The CRA's findings were specific: Viridis had systematically manipulated microbial and potency results to give clients passing outcomes they had not earned. Compliant competitors — who were accurately reporting failures — lost business to operators whose non-compliant product was passing through Viridis with fraudulent clean results. The fraud did not merely harm public health; it structurally distorted the Michigan market by creating a cost advantage for operators willing to use a fraudulent lab.
Viridis had been operating in Michigan for years. Its COAs were used by licensed operators to release product into retail channels. Dispensaries, processors, and consumers relied on those results.

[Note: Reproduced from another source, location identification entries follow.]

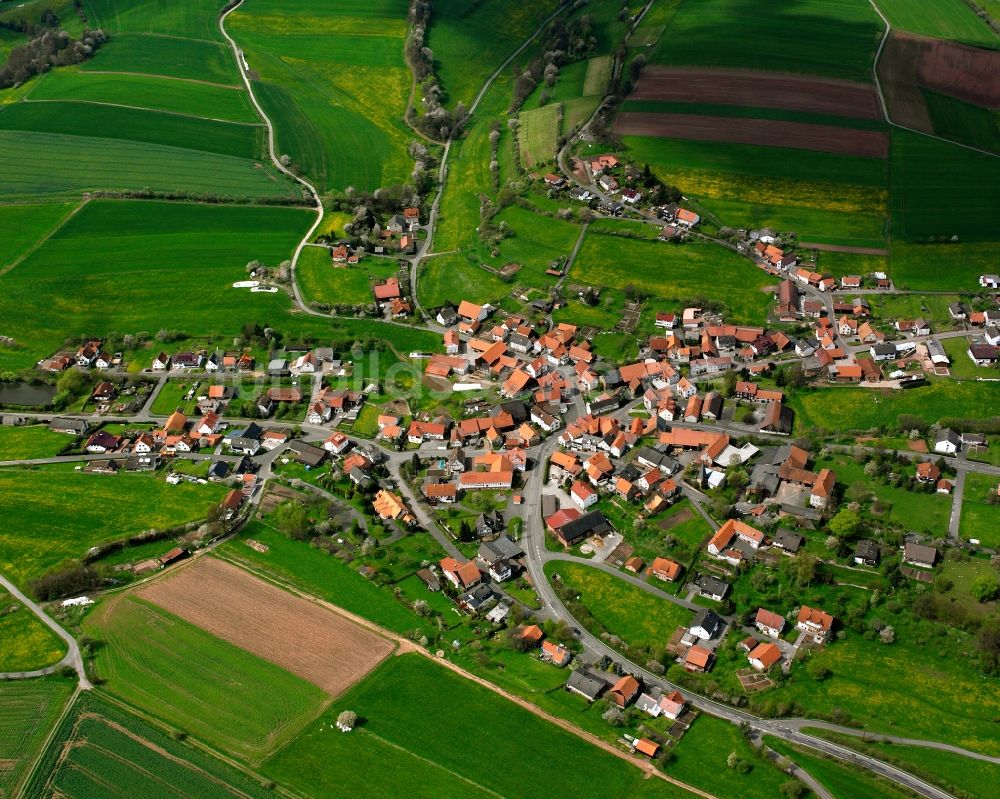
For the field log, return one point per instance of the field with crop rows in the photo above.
(538, 133)
(174, 670)
(334, 81)
(103, 750)
(822, 197)
(817, 37)
(470, 40)
(944, 19)
(25, 642)
(29, 710)
(409, 746)
(54, 512)
(133, 266)
(669, 272)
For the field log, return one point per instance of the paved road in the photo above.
(72, 658)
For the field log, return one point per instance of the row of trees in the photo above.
(46, 50)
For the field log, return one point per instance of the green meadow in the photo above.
(77, 511)
(940, 190)
(30, 708)
(836, 38)
(334, 81)
(634, 615)
(94, 164)
(409, 745)
(980, 509)
(676, 272)
(24, 225)
(321, 280)
(142, 266)
(105, 122)
(31, 441)
(103, 750)
(470, 40)
(452, 278)
(25, 642)
(140, 91)
(944, 19)
(174, 670)
(825, 198)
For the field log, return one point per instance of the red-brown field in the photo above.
(300, 636)
(770, 133)
(760, 90)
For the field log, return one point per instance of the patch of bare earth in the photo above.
(763, 132)
(289, 631)
(759, 90)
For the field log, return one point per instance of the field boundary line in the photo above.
(38, 244)
(881, 95)
(29, 773)
(430, 762)
(240, 62)
(234, 86)
(407, 646)
(143, 108)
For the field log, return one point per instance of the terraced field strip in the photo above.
(286, 630)
(770, 133)
(764, 89)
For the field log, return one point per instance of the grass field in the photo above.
(940, 190)
(538, 133)
(981, 519)
(24, 225)
(30, 708)
(405, 745)
(174, 670)
(841, 780)
(701, 759)
(334, 81)
(822, 197)
(469, 41)
(30, 441)
(77, 511)
(148, 257)
(849, 408)
(140, 91)
(88, 163)
(637, 617)
(816, 37)
(321, 280)
(670, 273)
(964, 122)
(940, 267)
(88, 120)
(102, 750)
(943, 19)
(25, 643)
(314, 571)
(451, 278)
(951, 771)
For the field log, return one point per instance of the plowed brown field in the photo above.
(759, 89)
(770, 133)
(291, 632)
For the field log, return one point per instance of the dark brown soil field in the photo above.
(968, 73)
(769, 133)
(759, 89)
(291, 632)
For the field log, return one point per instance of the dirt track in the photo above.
(759, 89)
(286, 630)
(823, 138)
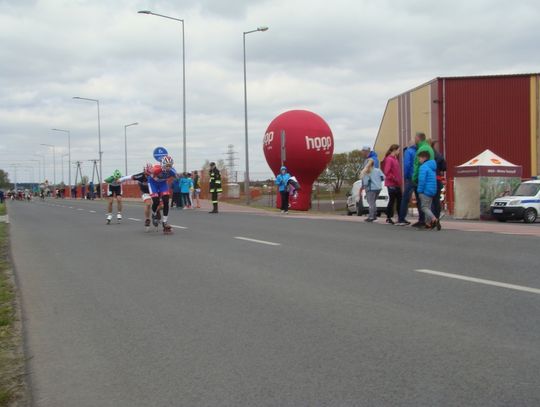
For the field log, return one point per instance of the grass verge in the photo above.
(11, 360)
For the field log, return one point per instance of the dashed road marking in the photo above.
(481, 281)
(178, 227)
(257, 241)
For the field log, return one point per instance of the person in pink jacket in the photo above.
(392, 171)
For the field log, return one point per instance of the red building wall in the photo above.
(488, 112)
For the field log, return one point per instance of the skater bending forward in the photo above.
(114, 190)
(159, 188)
(142, 179)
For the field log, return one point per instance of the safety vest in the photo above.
(215, 181)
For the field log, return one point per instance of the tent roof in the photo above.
(487, 159)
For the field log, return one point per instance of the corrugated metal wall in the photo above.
(490, 112)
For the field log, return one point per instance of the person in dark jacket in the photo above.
(368, 153)
(215, 186)
(441, 169)
(409, 154)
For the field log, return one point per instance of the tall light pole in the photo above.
(62, 166)
(69, 156)
(246, 184)
(54, 161)
(43, 158)
(39, 168)
(125, 142)
(183, 80)
(99, 139)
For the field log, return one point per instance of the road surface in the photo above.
(249, 310)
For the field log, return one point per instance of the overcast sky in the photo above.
(342, 59)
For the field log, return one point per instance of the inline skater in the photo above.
(159, 188)
(142, 179)
(114, 190)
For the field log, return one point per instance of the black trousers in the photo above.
(394, 198)
(284, 200)
(436, 203)
(177, 201)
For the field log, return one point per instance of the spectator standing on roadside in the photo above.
(421, 145)
(441, 169)
(372, 181)
(370, 154)
(282, 181)
(409, 153)
(196, 188)
(427, 188)
(392, 173)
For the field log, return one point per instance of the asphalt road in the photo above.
(312, 313)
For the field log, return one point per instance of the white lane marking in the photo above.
(178, 227)
(481, 281)
(257, 241)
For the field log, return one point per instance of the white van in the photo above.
(359, 206)
(523, 204)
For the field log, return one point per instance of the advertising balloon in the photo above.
(303, 142)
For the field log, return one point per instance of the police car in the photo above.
(357, 201)
(523, 204)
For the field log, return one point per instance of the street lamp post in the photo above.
(42, 156)
(69, 156)
(54, 161)
(62, 166)
(246, 184)
(184, 155)
(99, 139)
(39, 169)
(125, 142)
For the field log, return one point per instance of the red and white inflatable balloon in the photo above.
(303, 142)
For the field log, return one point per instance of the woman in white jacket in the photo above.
(372, 181)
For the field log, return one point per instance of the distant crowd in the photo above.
(423, 174)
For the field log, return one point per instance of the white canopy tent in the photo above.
(479, 181)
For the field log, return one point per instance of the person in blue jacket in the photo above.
(408, 170)
(427, 188)
(369, 153)
(282, 181)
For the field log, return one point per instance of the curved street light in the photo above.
(184, 155)
(246, 181)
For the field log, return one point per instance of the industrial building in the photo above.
(468, 115)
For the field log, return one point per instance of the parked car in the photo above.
(523, 204)
(358, 205)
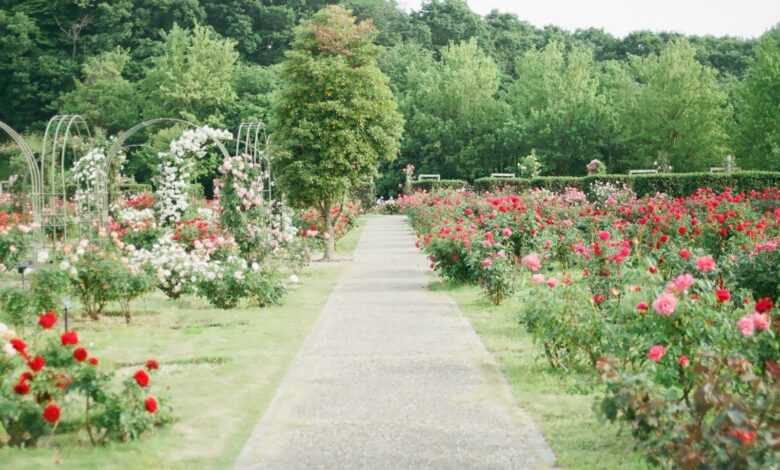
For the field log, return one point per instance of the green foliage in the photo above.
(672, 108)
(435, 185)
(757, 133)
(192, 78)
(559, 109)
(105, 97)
(674, 184)
(335, 118)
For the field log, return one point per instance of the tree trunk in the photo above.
(330, 232)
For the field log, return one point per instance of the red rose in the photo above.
(69, 338)
(80, 354)
(142, 378)
(51, 413)
(745, 437)
(47, 320)
(764, 305)
(37, 363)
(723, 295)
(19, 344)
(150, 404)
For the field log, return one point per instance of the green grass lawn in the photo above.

New York: Keystone Laboratories and Lexachrom Analytics
In March 2026, New York's Office of Cannabis Management (OCM) triggered one of the largest cannabis recall actions in state history after discovering false test results from Keystone Laboratories and its affiliated entity Lexachrom Analytics. The recalls covered 54 or more distinct product lots involving false Aspergillus and heavy metal results.
The OCM levied fines of up to $2 million against Lexachrom and suspended Keystone's testing accreditation. The scale of the recall — affecting dozens of licensed operators who had done nothing wrong except use a lab that fraudulently cleared their product — illustrated how quickly a single compromised lab can contaminate an entire state's compliance record.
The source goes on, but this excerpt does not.